Communicating with your parent about their caregiving needs can be a daunting prospect. Many times, the challenge for us is that we have already determined the desired outcome, and our goal is simply to get them to go along.  This approach often causes friction and leaves the adult child making a decision that is in the ‘best interest’ of their parent; the parent is left with no option but to comply—and they are not happy campers.

It doesn’t have to be that way. An adjustment in our approach to communicating with our parents may provide a mutually workable solution without butting heads. This brief post shares a few ideas that may be helpful.

Begin by taking time to reflect on your parents’ situation and seek to understand what they need. Conduct a little research to understand how seniors in your parents’ situation are impacted in the long run based on the different choices available. Also, it would be good to have a few stories about seniors choosing similar care that are relatable to your parents. These stories can be helpful as your conversation progresses.

Don’t ambush your parent with this conversation. Ahead of time, indicate that you have some concerns that you’d like to talk about. Give them a sense of what the conversation will be about, but don’t have the conversation at that time. This approach gives your parent time to think about the issues before you talk. The downside of advance notice is that some individuals can become defensive. If this is the case for your parent, when you meet to talk, take some time to work at lowering the defenses.

When you meet to talk, briefly share your main concerns, but pivot to ask them a series of questions. Your goal here is to understand their perspective, even their fears. These questions should be geared toward understanding their concerns, needs, goals, and fears. A popular communication tool is to repeat to the person, in your own words, what they have just shared. This would be the opportune time in the conversation to do that. Taking this step shows your parent that you care about their perspective and that they have a voice.

Highlight where your concerns and the information they’ve shared overlap. At this point, you are transitioning to seeking the best solution, although you may already have what you believe is the best solution. Even though your roles are now being reversed, and your role now is more like a parent to your parent, don’t be condescending. Don’t speak as if you’ve done all the research and have all the answers.

A good transition statement here is, “based on what you’ve said, here are some options.” At this point, share two or three of the options you’ve researched and ask for their help in creating the best solution. During this stage of the conversation is when resistance can build even if there was none before. Remember, what we are asking our parents to do at this point will be a major life change for them. Be empathetic with them about that.
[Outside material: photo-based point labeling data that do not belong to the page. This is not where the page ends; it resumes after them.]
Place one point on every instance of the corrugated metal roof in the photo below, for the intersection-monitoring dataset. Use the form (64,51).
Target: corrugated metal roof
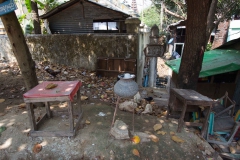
(216,61)
(71,2)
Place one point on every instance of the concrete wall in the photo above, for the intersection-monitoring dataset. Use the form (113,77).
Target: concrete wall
(80,50)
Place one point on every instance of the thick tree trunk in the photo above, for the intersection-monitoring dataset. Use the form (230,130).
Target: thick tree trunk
(195,43)
(35,18)
(20,49)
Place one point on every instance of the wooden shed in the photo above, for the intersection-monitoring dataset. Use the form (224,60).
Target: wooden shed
(220,70)
(83,16)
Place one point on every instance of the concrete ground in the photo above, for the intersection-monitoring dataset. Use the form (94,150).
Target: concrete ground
(93,140)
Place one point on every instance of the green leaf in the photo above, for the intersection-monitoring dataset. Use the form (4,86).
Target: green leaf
(42,6)
(28,5)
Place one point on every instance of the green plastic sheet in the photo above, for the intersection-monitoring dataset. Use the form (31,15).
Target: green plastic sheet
(216,61)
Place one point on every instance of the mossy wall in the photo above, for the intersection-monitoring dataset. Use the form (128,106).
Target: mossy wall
(80,50)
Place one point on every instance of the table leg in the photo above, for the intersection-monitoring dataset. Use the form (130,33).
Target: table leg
(31,116)
(171,102)
(47,106)
(205,126)
(70,110)
(181,119)
(79,108)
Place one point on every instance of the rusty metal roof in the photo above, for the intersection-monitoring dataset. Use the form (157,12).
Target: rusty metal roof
(216,61)
(72,2)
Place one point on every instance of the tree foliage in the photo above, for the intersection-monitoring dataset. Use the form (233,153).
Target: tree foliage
(176,10)
(150,16)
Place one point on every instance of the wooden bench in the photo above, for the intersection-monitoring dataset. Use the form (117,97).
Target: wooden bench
(65,91)
(183,100)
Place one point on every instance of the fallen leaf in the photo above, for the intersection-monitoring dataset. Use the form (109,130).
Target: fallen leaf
(232,150)
(147,132)
(38,119)
(200,146)
(51,86)
(161,132)
(37,148)
(87,122)
(172,133)
(83,98)
(136,152)
(2,100)
(22,106)
(154,138)
(135,139)
(161,121)
(157,127)
(177,139)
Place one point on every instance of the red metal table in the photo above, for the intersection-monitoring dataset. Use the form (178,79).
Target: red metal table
(188,100)
(65,91)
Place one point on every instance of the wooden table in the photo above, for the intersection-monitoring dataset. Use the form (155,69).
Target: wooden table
(188,100)
(65,91)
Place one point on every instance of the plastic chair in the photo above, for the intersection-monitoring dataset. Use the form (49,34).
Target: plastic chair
(221,121)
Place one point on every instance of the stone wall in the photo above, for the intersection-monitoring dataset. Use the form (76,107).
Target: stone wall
(80,50)
(221,34)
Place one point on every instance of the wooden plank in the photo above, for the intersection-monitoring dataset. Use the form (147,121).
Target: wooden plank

At this stage is where the stories can be helpful. Stories can show that she’s not the only person to face such a situation, and it also shows how other seniors thrive in the midst of major life changes. In fact, these stores can reinforce that the decisions on the table are a good choice. Stories can accomplish the above better than trying to persuade or coercion.

While no system is 100% foolproof, these ideas can help you have a better conversation with your aging parent.